Demokrasi Indonesia, yang dalam bahasa Mohammad Nasih disebut sebagai demokrasi ultraliberal, telah melahirkan teori baru bahwa demokrasi bukan lagi berorientasi kepada kemakmuran rakyat. Dalam bukunya berjudul Kuasa rakyat, Saiful Mujani mengatakan bawa demokrasi di Indonesia bukan lagi sistem politik yang dari rakyat, oleh rakyat, dan untuk rakyat, melainkan sudah menjadi dari rakyat, oleh elite, dan untuk elite. Kekayaan negara yang seharusnya digunakan sebesar-besarnya untuk kemakmuran rakyat, kini telah berganti untuk kemakmuran oknum pejabat
Meski ada kemajuan di bidang pemerantasan korupsi, namun tidak bisa dimungkiri bahwa, pascareformasi, pemerantasan korupsi belum menunjukkan hal yang efektif. Dikatakan belum, karena ada banyak pelaku korupsi yang ditangkap oleh lembaga penegak hukum dan dijatuhi vonis oleh pengadilan, tetapi pada saat selanjutnya terdapat pejabat lain yang terjerat korupsi dengan modus dan cara yang kian canggih.
Padahal, upaya untuk menghilangkan praktik korupsi dari negeri ini sudah dilakukan sedemikan rupa. Salah satu yang dilakukan untuk memberantas korupsi di Indonesia adalah dibentukanya lembaga antirasuah Komisi Pemberantasan Korupsi (KPK) berdasarkan UU No. 30 Tahun 2002. Semenjak berdiri, lembaga ini telah menangkap ratusan pejabat (yang diduga) korupsi, dan dari sekian itu sudah sangat banyak yang divonis oleh pengadilan dan akhirnya mendekam di penjara—meski juga ada banyak yang dilepaskan begitu saja. Namun, lembaga ini tidak lepas dari ancaman pelemahan. Alih-alih ingin menjalankan tugas dengan baik untuk mewujudkan harapan publik, KPK sering dirundung masalah yang mengakibatkan dirinya tidak produktif.
Permasalahan ini tidak hanya terjadi sekali dua kali, tetapi berkali-kali dan membuat sebagian publik menaruh emosi. Karena itu, penyelematan lembaga pemberantasan korupsi ini harus dilakukan oleh seluruh elemen, terlebih pemerintah dan parlemen, dimulai dari seleksi calon pimpinan sampai kepada pengawasan pelaksanaan tugas. Selain itu, Polri dan Kejaksaan sebagai mitra penegak hukum yang juga memiliki tugas memberantas korupsi, harus dapat bersinergi dengan KPK dengan mengendepankan asas kepercayaan (trust) dan transparansi.

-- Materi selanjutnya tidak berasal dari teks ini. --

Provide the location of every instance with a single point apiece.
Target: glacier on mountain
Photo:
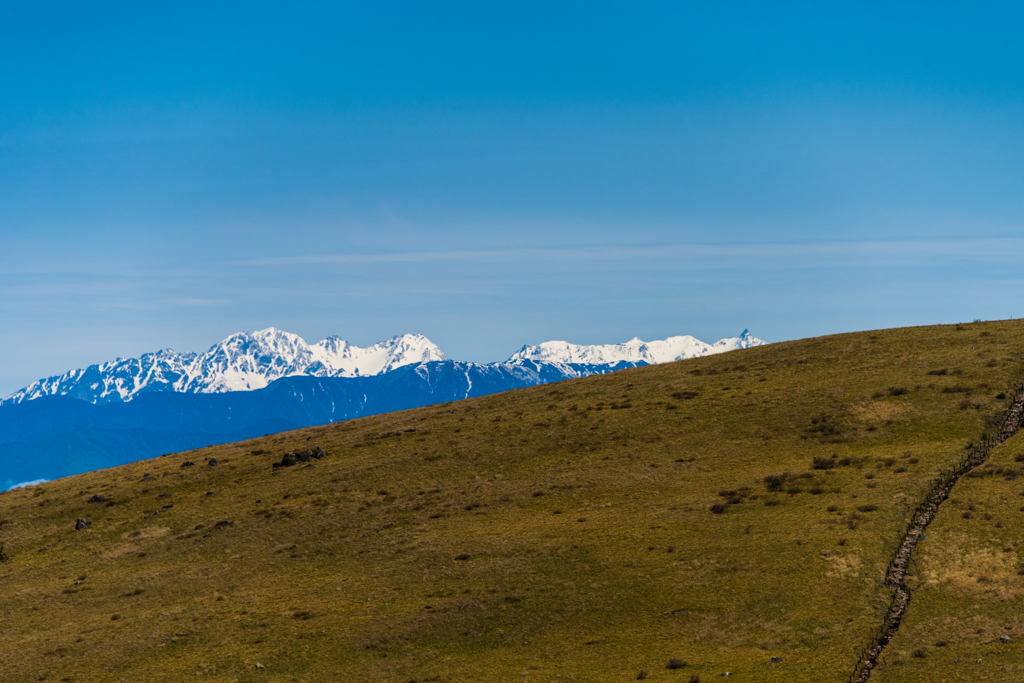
(244, 361)
(635, 350)
(247, 361)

Mereka yang mengaku pejuang demokrasi mestinya tidak akan membiarkan negara ini berkawan atau bahkan bersabahat dengan korupsi. Sebab, demokrasi punya janji yang besar untuk memberantas korupsi. Kalau sudah memakai sistem demokrasi, korupsi juga berarti sistem itu tidak jalan. Jangan sampai eksekutif, legislatif, dan yudikatif justru berkomplot membohongi rakyat (dari, oleh, untuk rakyat) dengan menampakkan wajah demokrasi tetapi yang ada hanyalah kleptokrasi. Dengan kata lain, kleptokrasi berkedok demokrasi. Wallahu a’lam bi al-shawaab.